Most formats come in the form of name/encoding. name is the name of the format and through that we control the structure of the output. encoding is the encoding used for the structure created by the converter. Currently, a json encoding is supported. More encoders are planned in future (e.g. Avro, Parquet, ...)

opencdc/json

This is the default format. An extensive description of this format is available here.

Options

None.

debezium/json

Generates output compatible with Debezium connectors.

Options

debezium.schema.name (Optional)

Name of schema to be used in converted Debezium records.

Default value: none

debezium.rawData.key (Optional)

If the record to be converted doesn't contain a structured payload or its payload cannot be parsed as JSON, then this key defines the field into which the "raw" payload data will be put.

Default value: opencdc.rawData

template

The user gets full control over the output format by using Go templates. The value provided to the template is a sdk.Record, so the template has access to all its fields (e.g. .Position, .Key, .Metadata, and so on).

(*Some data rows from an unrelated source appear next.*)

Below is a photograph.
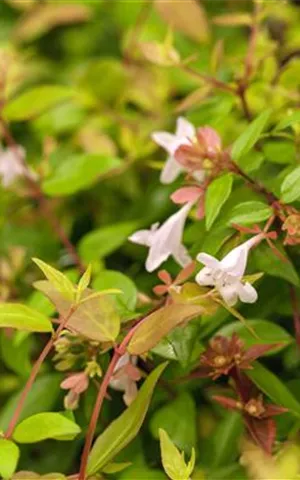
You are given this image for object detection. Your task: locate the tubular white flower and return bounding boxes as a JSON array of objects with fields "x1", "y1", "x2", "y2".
[
  {"x1": 152, "y1": 117, "x2": 204, "y2": 184},
  {"x1": 129, "y1": 202, "x2": 193, "y2": 272},
  {"x1": 195, "y1": 234, "x2": 263, "y2": 306}
]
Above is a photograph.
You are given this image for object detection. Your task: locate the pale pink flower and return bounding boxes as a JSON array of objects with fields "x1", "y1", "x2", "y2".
[{"x1": 152, "y1": 117, "x2": 205, "y2": 184}]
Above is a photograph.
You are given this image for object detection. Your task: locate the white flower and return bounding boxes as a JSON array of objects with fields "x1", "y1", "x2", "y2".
[
  {"x1": 152, "y1": 117, "x2": 204, "y2": 184},
  {"x1": 195, "y1": 234, "x2": 263, "y2": 306},
  {"x1": 0, "y1": 146, "x2": 27, "y2": 187},
  {"x1": 129, "y1": 202, "x2": 193, "y2": 272},
  {"x1": 109, "y1": 353, "x2": 140, "y2": 406}
]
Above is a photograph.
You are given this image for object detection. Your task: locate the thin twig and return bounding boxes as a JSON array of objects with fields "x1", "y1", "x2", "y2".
[
  {"x1": 78, "y1": 306, "x2": 161, "y2": 480},
  {"x1": 5, "y1": 306, "x2": 76, "y2": 439}
]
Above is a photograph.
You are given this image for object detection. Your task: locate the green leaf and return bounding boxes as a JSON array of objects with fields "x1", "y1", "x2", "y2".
[
  {"x1": 127, "y1": 304, "x2": 203, "y2": 355},
  {"x1": 246, "y1": 362, "x2": 300, "y2": 418},
  {"x1": 0, "y1": 304, "x2": 52, "y2": 333},
  {"x1": 226, "y1": 201, "x2": 272, "y2": 226},
  {"x1": 76, "y1": 264, "x2": 92, "y2": 301},
  {"x1": 263, "y1": 141, "x2": 295, "y2": 165},
  {"x1": 0, "y1": 439, "x2": 20, "y2": 479},
  {"x1": 236, "y1": 151, "x2": 264, "y2": 173},
  {"x1": 0, "y1": 331, "x2": 32, "y2": 377},
  {"x1": 150, "y1": 392, "x2": 197, "y2": 453},
  {"x1": 212, "y1": 412, "x2": 243, "y2": 468},
  {"x1": 280, "y1": 166, "x2": 300, "y2": 203},
  {"x1": 205, "y1": 174, "x2": 233, "y2": 230},
  {"x1": 33, "y1": 258, "x2": 75, "y2": 301},
  {"x1": 152, "y1": 320, "x2": 202, "y2": 367},
  {"x1": 34, "y1": 281, "x2": 120, "y2": 342},
  {"x1": 87, "y1": 362, "x2": 167, "y2": 475},
  {"x1": 251, "y1": 242, "x2": 299, "y2": 286},
  {"x1": 42, "y1": 154, "x2": 121, "y2": 196},
  {"x1": 231, "y1": 109, "x2": 271, "y2": 160},
  {"x1": 93, "y1": 270, "x2": 137, "y2": 315},
  {"x1": 217, "y1": 319, "x2": 292, "y2": 354},
  {"x1": 275, "y1": 111, "x2": 300, "y2": 131},
  {"x1": 79, "y1": 221, "x2": 138, "y2": 262},
  {"x1": 3, "y1": 85, "x2": 74, "y2": 121},
  {"x1": 159, "y1": 429, "x2": 195, "y2": 480},
  {"x1": 13, "y1": 412, "x2": 81, "y2": 443}
]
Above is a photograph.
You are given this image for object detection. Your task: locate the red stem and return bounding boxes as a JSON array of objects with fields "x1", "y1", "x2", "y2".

We also inject all template functions provided by sprig to make it easier to write templates.

Options

The only option for this formatter is Go template itself, as described here.

Examples

Example 1: A pipeline with a Debezium record formatter

The following pipeline has a generator source and a file destination. We use the debezium/json record formatter so that the file destination outputs the records in the Debezium format. Additionally, we set the schema name to be employee by setting the format options to debezium.schema.name=employee.

---
version: 2.2

pipelines:
- id: pipeline1
status: running
name: pipeline1
description: 'A pipeline with a Debezium record formatter'
connectors:
- id: source1
type: source
plugin: builtin:generator
name: source1
settings:
recordCount: "10"
readTime: "1s"
format.options: "name:string,company:string"
format.type: "structured"
- id: destination1
type: destination
plugin: "builtin:file"
name: destination1
settings:
sdk.record.format: "debezium/json"
sdk.record.format.options: 'debezium.schema.name=employee'
path: /tmp/file-destination.txt

If you run this pipeline and tail the destination file, you'll see something like this:

{
"schema": {
"type": "struct",
"name": "employee",
"fields": [
// omitted for brevity
]
},
"payload": {
"before": null,
"after": {
"company": "string 3cea28f1-8ec2-4035-b4d3-790a9239feb3",
"name": "string 8fbbbf0c-aaaa-499f-b145-ac5345c8c067"
},
"source": {
"conduit.source.connector.id": "pipeline1:source1",
"opencdc.readAt": "1680796794653155968",
"opencdc.version": "v1"
},
"op": "c",
"ts_ms": 1680796794653,
"transaction": null
}
}

Example 2: A pipeline with a template record formatter

The following pipeline has a generator source and a file destination. The generator source produces records which have a name field and a company field. In this pipeline, we use the template record formatter to extract only the id field and then prefix it with employee ID.

---
version: 2.2

pipelines:
- id: pipeline1
status: running
name: pipeline1
description: 'A pipeline with a template record formatter'
connectors:
- id: source1
type: source
plugin: builtin:generator
name: source1
settings:
recordCount: "3"
readTime: "1s"
format.options: "id:int,name:string,company:string"
format.type: "structured"
- id: destination1
type: destination
plugin: "builtin:file"
name: destination1
settings:
sdk.record.format: template
# print only the payload, format it as a string (normally it's a byte slice)
sdk.record.format.options: '{{ printf "employee ID %d" .Payload.After.id }}'
path: /tmp/file-destination.txt

If you run Conduit and then tail the destination file, you'll see something like this:

employee ID 636561854
employee ID 1848322815
employee ID 123675258